Una decisión, la de incluir este filme en la sección oficial, que no ha estado exenta de una cierta polémica, por el hecho de que el cine de Romero se considera de serie B, además de por el poco predicamento que las películas de terror suelen tener en los grandes festivales. Una cuestión que le fue planteada ayer a Romero durante la rueda de prensa de presentación del filme y a la que el cineasta respondió que le divierte mucho hacer este tipo de películas y que el hecho de estar invitado a Venecia "es todo un honor".

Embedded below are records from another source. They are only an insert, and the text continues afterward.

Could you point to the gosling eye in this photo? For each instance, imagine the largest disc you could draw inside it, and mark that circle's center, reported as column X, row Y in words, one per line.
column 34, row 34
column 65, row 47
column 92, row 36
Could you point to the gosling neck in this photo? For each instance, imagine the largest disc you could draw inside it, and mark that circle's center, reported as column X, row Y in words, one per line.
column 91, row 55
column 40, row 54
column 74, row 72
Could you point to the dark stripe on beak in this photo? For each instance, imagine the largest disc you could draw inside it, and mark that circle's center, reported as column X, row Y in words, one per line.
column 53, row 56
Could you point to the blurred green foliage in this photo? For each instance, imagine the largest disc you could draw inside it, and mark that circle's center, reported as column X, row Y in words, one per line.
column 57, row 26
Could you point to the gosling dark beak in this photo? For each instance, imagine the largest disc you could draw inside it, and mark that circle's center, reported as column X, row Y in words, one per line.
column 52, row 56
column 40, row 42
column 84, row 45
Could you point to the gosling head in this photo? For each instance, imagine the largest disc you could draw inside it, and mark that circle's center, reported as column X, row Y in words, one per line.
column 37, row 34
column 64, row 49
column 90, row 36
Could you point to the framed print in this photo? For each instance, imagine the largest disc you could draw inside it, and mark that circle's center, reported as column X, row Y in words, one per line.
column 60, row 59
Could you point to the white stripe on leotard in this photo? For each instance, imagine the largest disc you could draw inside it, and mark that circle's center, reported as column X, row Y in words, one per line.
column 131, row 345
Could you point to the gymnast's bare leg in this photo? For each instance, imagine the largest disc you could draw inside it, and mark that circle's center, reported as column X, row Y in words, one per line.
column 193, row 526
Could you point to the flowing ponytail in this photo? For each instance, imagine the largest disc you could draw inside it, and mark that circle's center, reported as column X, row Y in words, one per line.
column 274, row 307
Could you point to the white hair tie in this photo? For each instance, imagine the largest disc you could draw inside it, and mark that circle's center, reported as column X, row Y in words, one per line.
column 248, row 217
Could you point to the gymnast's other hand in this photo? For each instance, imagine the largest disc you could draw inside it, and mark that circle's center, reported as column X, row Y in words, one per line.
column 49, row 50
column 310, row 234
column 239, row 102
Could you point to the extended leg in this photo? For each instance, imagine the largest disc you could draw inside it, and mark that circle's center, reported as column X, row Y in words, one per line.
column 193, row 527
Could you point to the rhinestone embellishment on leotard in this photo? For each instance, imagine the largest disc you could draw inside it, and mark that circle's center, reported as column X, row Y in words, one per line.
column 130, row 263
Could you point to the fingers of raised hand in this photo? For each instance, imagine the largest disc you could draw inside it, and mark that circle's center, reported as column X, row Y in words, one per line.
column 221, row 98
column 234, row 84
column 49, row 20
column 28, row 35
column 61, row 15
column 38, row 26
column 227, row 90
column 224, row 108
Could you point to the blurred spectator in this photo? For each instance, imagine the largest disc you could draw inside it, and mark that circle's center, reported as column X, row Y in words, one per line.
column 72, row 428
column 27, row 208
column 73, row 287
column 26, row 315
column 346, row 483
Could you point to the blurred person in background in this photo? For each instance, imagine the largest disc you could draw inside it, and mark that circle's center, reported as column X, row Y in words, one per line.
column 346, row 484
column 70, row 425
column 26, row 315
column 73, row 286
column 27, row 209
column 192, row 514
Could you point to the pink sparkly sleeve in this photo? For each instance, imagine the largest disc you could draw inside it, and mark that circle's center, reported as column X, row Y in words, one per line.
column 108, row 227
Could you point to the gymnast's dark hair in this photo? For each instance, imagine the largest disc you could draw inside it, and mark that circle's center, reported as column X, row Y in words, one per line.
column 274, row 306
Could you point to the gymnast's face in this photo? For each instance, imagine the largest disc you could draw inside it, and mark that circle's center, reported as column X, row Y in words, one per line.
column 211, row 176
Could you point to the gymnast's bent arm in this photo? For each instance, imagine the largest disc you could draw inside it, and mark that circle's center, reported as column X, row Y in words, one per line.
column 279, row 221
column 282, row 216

Survival of the Dead recupera el tono de las primeras películas de zombis de Romero, como La noche de los muertos vivientes (1968), con unos muertos vivientes bastante inocentes, simples y de escaso peligro, excepto en el caso de que te muerdan. Algo que ha buscado porque su intención siempre ha sido mostrar a "un hombre que se deshumaniza y a unos zombis que se humanizan" porque: "Es difícil de entender la diferencia de quién está vivo y de quién está muerto en esta sociedad moderna". "No entiendo por qué tengo que hacerles correr o ser más agresivos. Yo creo que dan miedo por el hecho de ser muchos", explicó. La película cuenta la historia de una isla en la que los zombis están acabando con toda la población, aunque aparecen algunos que han sido "domesticados". Pero el filme, por encima de todo, según explicó Romero, cuenta la historia de un enfrentamiento, de la incapacidad del hombre de olvidar a los enemigos incluso cuando ya ha olvidado los elementos que han desencadenado esa enemistad.
Dos tipos de sueños
Dos sueños muy diferentes se dieron cita ayer en Venecia: el revolucionario de 1968 en su versión italiana, con Il grande sogno, y el de libertad en la Teherán de la época del Sha de Irán, en Zanna bedoone mardan (Women without men). Mientras Michele Placido hace una recreación benevolente de las protestas estudiantiles en Italia con un filme entretenido y realista pero sin mucho que aportar, la iraní Shirin Neshat utiliza una vía mucho más poética, de una extrema belleza formal y con una buena carga crítica para contar la falta de libertad de las mujeres a finales de los años 50 en Irán.